5-MBPB

Clinical data
- ATC code: none;

Legal status
- Legal status: CA: Schedule I; DE: NpSG (Industrial and scientific use only); UK: Class B;

Identifiers
- IUPAC name 1-(1-benzofuran-5-yl)-N-methylbutan-2-amine;
- CAS Number: 2855966-57-1;
- PubChem CID: 139033209;
- ChemSpider: 52085237;
- UNII: YHB7YWS4WJ;
- CompTox Dashboard (EPA): DTXSID601336210 ;

Chemical and physical data
- Formula: C_{13}H_{17}NO
- Molar mass: 203.28 g/mol (freebase) 239.78 g/mol (hydrochloride) g·mol^{−1}
- 3D model (JSmol): Interactive image;
- SMILES CCC(CC1=CC2=C(OC=C2)C=C1)NC;
- InChI InChI=1S/C13H17NO/c1-3-12(14-2)9-10-4-5-13-11(8-10)6-7-15-13/h4-8,12,14H,3,9H2,1-2H3; Key:CTEZPBCLIKEASW-UHFFFAOYSA-N;

= 5-MBPB =

Chemical compound

5-MBPB (also known as 5-MPBP and 5-MABB) is an amphetamine and phenylisobutylamine derivative which is structurally related to MDMA and has been sold as a designer drug. It can be described as the benzofuran-5-yl analogue of MBDB or the butanamine homologue of 5-MAPB, and is also a structural isomer of 5-EAPB and 6-EAPB. Anecdotal reports suggest this compound has been sold as a designer drug in various European countries since early 2015, but the first definitive identification was made in December 2015 by a forensic laboratory in Slovenia.

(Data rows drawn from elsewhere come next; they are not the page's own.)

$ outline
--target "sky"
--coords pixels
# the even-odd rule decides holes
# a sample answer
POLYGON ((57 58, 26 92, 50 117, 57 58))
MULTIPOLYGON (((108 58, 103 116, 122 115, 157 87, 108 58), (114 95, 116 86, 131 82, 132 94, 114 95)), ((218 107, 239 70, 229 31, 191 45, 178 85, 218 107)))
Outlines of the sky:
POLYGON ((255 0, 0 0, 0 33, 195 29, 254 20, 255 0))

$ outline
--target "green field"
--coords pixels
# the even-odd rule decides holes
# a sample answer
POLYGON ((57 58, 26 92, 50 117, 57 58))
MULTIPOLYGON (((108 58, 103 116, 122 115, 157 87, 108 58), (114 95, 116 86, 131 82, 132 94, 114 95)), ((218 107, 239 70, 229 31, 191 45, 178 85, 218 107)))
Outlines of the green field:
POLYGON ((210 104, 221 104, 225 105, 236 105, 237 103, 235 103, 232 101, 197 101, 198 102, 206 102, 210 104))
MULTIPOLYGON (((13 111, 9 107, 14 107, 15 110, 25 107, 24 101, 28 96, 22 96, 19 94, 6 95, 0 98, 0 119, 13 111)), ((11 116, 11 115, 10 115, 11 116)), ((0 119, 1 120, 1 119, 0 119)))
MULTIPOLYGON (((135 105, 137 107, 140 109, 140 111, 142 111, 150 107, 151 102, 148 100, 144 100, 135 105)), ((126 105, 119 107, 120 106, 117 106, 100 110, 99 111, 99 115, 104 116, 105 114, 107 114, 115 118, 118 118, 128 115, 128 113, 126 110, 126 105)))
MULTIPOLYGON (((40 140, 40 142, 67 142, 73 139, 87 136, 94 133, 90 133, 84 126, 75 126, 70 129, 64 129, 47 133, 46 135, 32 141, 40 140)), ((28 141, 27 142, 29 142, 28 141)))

5-MBPB is similar in structure to compounds such as 5-APB which are claimed to be agonists of the 5-HT_{2C} receptor.

5-MBPB (5-MABB) has been found to act as a potent serotonin–norepinephrine–dopamine releasing agent (SNDRA), with preference for induction of serotonin release over norepinephrine and dopamine release, and fully substitutes for MDMA in animal drug discrimination tests. Unlike 5-MAPB, it is a relatively weak serotonin 5-HT_{1B} receptor agonist.